Archeage has seams, but they're not very obvious except from the air ships. When you cross a zone boundary you actually see a huge chunk of draw distance change. Trust me, you do notice where the seams are, as the PvP/PvE mode changes immediately when you cross them. The only places that feel completely seamless in that game are when you go out to sea on a ship other than the rowboat.
"Loading tunnels" are just a visual trick in V1.0 so that when they did the console version that it was visually seamless. However look at Nier:Automata and notice it is also seamless, and much newer. No draw distance artifacts at all.
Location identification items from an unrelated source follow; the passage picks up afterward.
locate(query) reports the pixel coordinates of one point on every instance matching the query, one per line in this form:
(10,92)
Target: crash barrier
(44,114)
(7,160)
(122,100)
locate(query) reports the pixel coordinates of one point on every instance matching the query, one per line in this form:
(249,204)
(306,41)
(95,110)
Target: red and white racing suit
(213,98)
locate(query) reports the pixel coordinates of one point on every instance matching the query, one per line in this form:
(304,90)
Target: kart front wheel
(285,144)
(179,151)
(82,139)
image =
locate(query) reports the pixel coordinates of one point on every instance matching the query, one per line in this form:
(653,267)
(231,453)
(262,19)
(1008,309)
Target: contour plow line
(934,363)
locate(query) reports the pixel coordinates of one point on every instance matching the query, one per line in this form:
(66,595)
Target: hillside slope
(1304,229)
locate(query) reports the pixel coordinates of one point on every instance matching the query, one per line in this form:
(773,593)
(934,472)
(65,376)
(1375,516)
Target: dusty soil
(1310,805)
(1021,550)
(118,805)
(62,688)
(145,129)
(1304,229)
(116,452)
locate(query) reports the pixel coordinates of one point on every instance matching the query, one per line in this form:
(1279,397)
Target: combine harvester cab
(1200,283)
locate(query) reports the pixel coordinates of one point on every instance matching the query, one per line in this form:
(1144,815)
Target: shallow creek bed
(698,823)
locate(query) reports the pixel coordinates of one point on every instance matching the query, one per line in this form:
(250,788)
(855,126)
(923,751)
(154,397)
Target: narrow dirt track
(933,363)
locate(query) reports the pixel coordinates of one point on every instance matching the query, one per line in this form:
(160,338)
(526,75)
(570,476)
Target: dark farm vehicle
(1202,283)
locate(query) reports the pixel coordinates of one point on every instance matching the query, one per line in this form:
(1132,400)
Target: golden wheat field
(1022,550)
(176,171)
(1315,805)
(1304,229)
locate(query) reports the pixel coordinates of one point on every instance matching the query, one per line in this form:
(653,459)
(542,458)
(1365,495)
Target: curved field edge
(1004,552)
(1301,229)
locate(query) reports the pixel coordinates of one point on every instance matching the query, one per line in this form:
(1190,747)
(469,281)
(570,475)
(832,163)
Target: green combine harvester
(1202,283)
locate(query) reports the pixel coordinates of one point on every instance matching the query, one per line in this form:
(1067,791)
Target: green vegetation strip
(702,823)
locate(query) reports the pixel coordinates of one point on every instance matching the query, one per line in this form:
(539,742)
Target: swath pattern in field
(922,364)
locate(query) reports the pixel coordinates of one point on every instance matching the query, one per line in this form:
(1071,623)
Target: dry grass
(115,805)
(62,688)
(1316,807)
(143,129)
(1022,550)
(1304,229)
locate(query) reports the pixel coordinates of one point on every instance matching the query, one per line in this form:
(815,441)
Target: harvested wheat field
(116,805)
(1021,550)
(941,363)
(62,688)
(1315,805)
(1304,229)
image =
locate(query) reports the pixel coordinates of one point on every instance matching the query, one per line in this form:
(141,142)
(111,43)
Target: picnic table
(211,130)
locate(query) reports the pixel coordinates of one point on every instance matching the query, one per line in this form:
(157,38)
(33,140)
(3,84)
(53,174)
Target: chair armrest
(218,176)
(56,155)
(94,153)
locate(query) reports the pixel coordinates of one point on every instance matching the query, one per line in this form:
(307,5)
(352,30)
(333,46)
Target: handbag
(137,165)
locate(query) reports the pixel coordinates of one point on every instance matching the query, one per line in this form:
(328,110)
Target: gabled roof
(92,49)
But a single player game doesn't need to reserve memory bandwidth on the video card for drawing 250 different players in the field of view, so you only ever see "loading time" in that game when you die and have to reload.
But here's the thing. It actually DOES have loading tunnels. They're just not FFXIV V1.0 style. Nier puts a tunnel between the city area and the desert, the desert and the place where you fight one boss, a tunnel between the flooded city and the city (the sewers), a tunnel between the carnival and the city (also sewers), and between the city and the commercial district/castle area. In fact the reason it's laid out this way is because the city changes.
The mistake V1.0 made was making the loading tunnels empty. Had there been actual things in them, like the Chocobo porter and a repair NPC at the junction point, people would have not drawn attention to it.
V2.0's mistake was splitting up the home areas. This was a mistake, and I hope they consider consolidating Ul'dah, Gridania, Limsa Lominsa and even Ishgard so that they are seamless up to their exits. I don't think it would be truely necessary to make them seamless with their surrounding areas, owing mainly to how Uldah's layout was kinda ridiculous to hide the loading time where as Gridania, Ishgard, even Idyllshire have these really long sets of bridges into them.